By looking both within and outside the hospital a holistic approach at improvement can be achieved and hospital readmission rates can be successfully reduced by every hospital.

 

About the Author

Christy Rakoczy has a JD from UCLA School of Law and an undergraduate degree in English Media and Communications from University of Rochester. Her career background includes teaching at the college level as well as working in the insurance and legal industries. She is currently a full-time writer who specializes in the legal, financial and healthcare sectors. Ms. Rakoczy writes online content as well as textbooks for adult learners.

Email: crakoczy@gmail.com

Comments

  1. Dan Trigub May 3, 2013

    Christy makes some great points here. Would love to hear some feedback from any discharge planners or case managers out there. Let us know your thoughts!

    Reply
  2. Aaron Davis May 6, 2013

    Yes, excellent points. In my field, I work solely with preventative health measures, so my perspective is, let’s try to keep them out of the hospital in the first place. I think every idea in this article is a great one, but wouldn’t it be even better if hospitals made such initiatives available and accessible to the general public, not just discharged patients?

    Reply
  3. Shawn Whatley May 6, 2013

    Good thoughts, Christy.

    Is readmission after a trial of discharge a bad thing? If we have zero readmissions, maybe we aren’t discharging soon enough?

    Shawn

    Reply
    1. Ninette Tan May 7, 2013

      Great question Shawn. Most hospitals are penalized for re-admissions because they may indicate the patient either did not receive adequate discharge education or a health issue was not adequately addressed when admitted. We have to look at the reasons patients are being readmitted for. There are high risk conditions medical professionals are aiming to prevent exacerbation in such as CHF, Diabetes, high blood pressure. Any readmissions as a result of complications in these conditions reflect poorly on the facility especially if it is within a short period of time.

      Reply
  4. Lisa May 7, 2013

    Good proactive points to address an apparent problematic issue.

    Reply
  5. Jim Katzaman May 7, 2013

    It would seem pretty intuitive: Treat properly, and be sure patients follow up with their doctor or healthcare professional. Then again, maybe it’s not that intuitive if the process hasn’t been used.

    Reply
  6. Rhonda Hiltbrand May 8, 2013

    Excellent points. I know insurance is very anxious to get patients out the door of the hospital or rehab centers and sometimes I feel it is very premature and puts a tremendous pressure on their families to provide nursing care when they don’t have those skills.

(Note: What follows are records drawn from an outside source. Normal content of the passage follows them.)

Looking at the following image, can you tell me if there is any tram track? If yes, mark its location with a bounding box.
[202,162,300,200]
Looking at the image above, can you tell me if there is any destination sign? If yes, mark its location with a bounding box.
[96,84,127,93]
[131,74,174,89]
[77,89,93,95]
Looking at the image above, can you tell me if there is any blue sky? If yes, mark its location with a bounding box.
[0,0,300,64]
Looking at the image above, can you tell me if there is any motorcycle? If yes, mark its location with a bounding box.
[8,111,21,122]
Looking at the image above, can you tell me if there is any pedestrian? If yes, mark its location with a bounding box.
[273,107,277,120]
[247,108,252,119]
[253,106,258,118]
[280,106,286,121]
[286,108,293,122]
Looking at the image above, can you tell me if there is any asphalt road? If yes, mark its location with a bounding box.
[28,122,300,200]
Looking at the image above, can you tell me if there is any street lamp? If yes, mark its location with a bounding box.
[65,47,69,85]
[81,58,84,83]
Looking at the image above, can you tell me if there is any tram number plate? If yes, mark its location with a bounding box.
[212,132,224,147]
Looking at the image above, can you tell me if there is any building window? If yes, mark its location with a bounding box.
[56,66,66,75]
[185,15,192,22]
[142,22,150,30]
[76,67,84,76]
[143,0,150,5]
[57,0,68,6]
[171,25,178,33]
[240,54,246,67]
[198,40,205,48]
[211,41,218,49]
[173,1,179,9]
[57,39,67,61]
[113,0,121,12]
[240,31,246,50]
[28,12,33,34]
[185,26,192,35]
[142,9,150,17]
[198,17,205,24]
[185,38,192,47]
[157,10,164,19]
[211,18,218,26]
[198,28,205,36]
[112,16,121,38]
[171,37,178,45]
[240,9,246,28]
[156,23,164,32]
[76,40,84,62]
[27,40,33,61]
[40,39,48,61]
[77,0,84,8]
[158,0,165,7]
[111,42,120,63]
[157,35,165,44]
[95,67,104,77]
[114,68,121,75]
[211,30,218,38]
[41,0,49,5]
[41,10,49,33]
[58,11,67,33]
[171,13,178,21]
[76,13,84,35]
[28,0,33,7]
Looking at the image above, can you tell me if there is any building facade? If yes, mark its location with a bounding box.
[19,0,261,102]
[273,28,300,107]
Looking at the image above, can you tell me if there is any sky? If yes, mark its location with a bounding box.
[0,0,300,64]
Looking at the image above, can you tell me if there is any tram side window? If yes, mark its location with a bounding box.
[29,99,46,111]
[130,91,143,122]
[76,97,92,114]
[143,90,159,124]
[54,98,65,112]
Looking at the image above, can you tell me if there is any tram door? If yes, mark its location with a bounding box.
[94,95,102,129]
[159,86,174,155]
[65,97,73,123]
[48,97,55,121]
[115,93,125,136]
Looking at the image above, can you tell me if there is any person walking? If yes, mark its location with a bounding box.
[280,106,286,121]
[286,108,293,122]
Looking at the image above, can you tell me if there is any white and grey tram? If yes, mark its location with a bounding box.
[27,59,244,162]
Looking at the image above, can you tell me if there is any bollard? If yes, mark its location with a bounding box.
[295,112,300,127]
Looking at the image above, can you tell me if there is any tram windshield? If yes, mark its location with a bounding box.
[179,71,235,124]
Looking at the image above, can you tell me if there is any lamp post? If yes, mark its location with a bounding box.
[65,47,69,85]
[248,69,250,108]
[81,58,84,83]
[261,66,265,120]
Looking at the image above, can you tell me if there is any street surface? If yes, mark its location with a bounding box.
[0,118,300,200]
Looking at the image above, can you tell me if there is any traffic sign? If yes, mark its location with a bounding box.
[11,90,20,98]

It also causes those family members to have to miss work, etc.

    Reply
  7. Stephen Cowen May 9, 2013

    Good article. I would add that when someone leaves the hospital while still in some level of weakened state due to illness or injury make sure good physical assistive devices are in place to lessen the risk of injury and discomfort to the individual or their caretakers.

    Reply
  8. MaryAnne Sterling May 13, 2013

    Great dialogue that we need to continue! I would add the tremendous need for connecting healthcare with social services and community supports. Also the critical need for educating the family caregiver (in addition to the patient).

    Reply
  9. Joanne Handy May 14, 2013

    I spent much of my career in the home health arena and I think that the increased attention to care transitions (a good thing) is due to the shortcomings of communication between acute care and home health care. The high risk patients targeted by transitions programs are the same ones referred to HHAs post-hospitalization. If communication between ‘silos” was stronger, we wouldn’t have to create an entire new level of “transition coaches” to fix the system. This seems like a work-around not a true solution.solution. A good home health nurse, visiting within 24 hours of hospital discharge, should be able to address the transition issues, given effective communication with the hospital. The fact that it is necessary saddens and frustrates me.